Buyer's Guide · June 1, 2026 · 8 min read
Ferrari 296 GTB Buyer's Guide: Sourcing Maranello's V6 Hybrid Masterpiece in Jacksonville
For decades, a Ferrari V6 was something to apologize for — the engine of the Dino, beloved but always a junior offering. The 296 GTB obliterated that history. Launched in 2022, it took a 3.0-litre twin-turbo V6 — the first six-cylinder in a road-going Ferrari to wear the badge directly — added a plug-in-hybrid electric motor, and produced 819 combined horsepower from what is, on paper, a 'small' car. The result is a machine that drives like a junior LaFerrari and that the motoring press has repeatedly praised as one of the finest-handling cars Ferrari has ever built. For Jacksonville and Northeast Florida buyers, it is the modern Ferrari that delivers genuine supercar theatre in a usable, beautifully sized package.
The engineering is genuinely significant. The 120-degree V6 layout allows the turbos to sit inside the vee for sharper response, and Ferrari nicknamed the engine the 'piccolo V12' for the way it revs and sounds. The electric motor fills the low-end torque gap and allows around 15 miles of silent, all-electric running — useful for slipping out of a Ponte Vedra neighborhood at dawn without waking the street. But make no mistake: the hybrid system here exists to make the car faster and sharper, not greener.
GTB, GTS, or Assetto Fiorano?
The 296 family is compact but the variants matter enormously to both character and value.
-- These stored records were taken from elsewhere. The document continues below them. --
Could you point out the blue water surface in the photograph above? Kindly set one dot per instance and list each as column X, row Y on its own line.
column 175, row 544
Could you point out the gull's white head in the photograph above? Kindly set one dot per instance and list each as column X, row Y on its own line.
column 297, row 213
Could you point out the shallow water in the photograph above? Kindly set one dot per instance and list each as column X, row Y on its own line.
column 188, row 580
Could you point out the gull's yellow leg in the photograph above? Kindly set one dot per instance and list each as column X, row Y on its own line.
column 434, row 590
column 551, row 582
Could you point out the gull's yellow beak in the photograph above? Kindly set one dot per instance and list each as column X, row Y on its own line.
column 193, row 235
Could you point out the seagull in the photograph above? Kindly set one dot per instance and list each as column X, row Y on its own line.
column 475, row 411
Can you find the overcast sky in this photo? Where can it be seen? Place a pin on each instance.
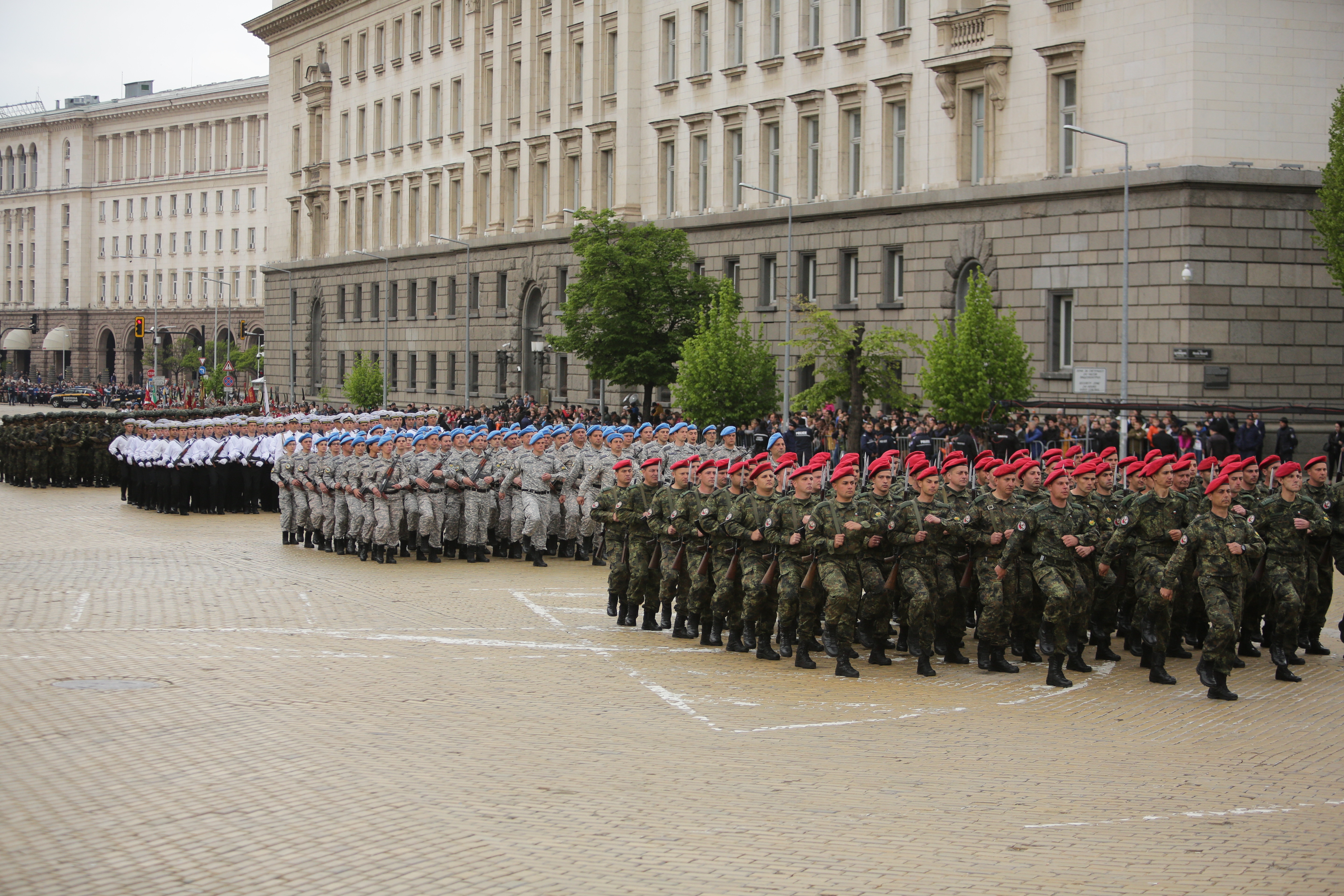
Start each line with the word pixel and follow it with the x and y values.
pixel 57 49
- 296 GTB: The coupe. Purer lines, slightly lighter, and the form most collectors gravitate toward. The default choice for the driver who wants the cleanest expression of the car.
- 296 GTS: The retractable-hardtop convertible. Open-top drama with the roof stowed in around 14 seconds, and arguably the more appealing car in the Florida climate. Commands a premium over the GTB.
- Assetto Fiorano package: The track-focused option, available on either body. It adds Multimatic dampers, a carbon-fibre door panel and rear screen, a lightweight Lexan rear window, special Michelin Cup 2 R tires, and unique livery options. AF cars carry a clear premium and meaningfully greater collectibility.
- Specification: Beyond the trim, the right paint, the carbon-fibre wheels, the carbon racing seats, and the front-axle lift system are the options that separate a desirable car from an ordinary one.
What to Inspect
The 296 is still a young car, which means originality and a spotless record are paramount. Insist on a complete Ferrari service history and a clean ownership and accident report — early, low-mileage examples carry premiums precisely because their provenance is unimpeachable. The single most important option to verify for Florida ownership is the front-axle lift: without it, every steep driveway and parking ramp becomes a chin-spoiler hazard. Inspect the front clamshell and splitter for stone chips and any sign of repair, check the carbon wheels (if fitted) for kerb damage, and confirm the hybrid battery and high-voltage system have no fault history. On a car this new, a single undisclosed paint panel can move the conversation significantly.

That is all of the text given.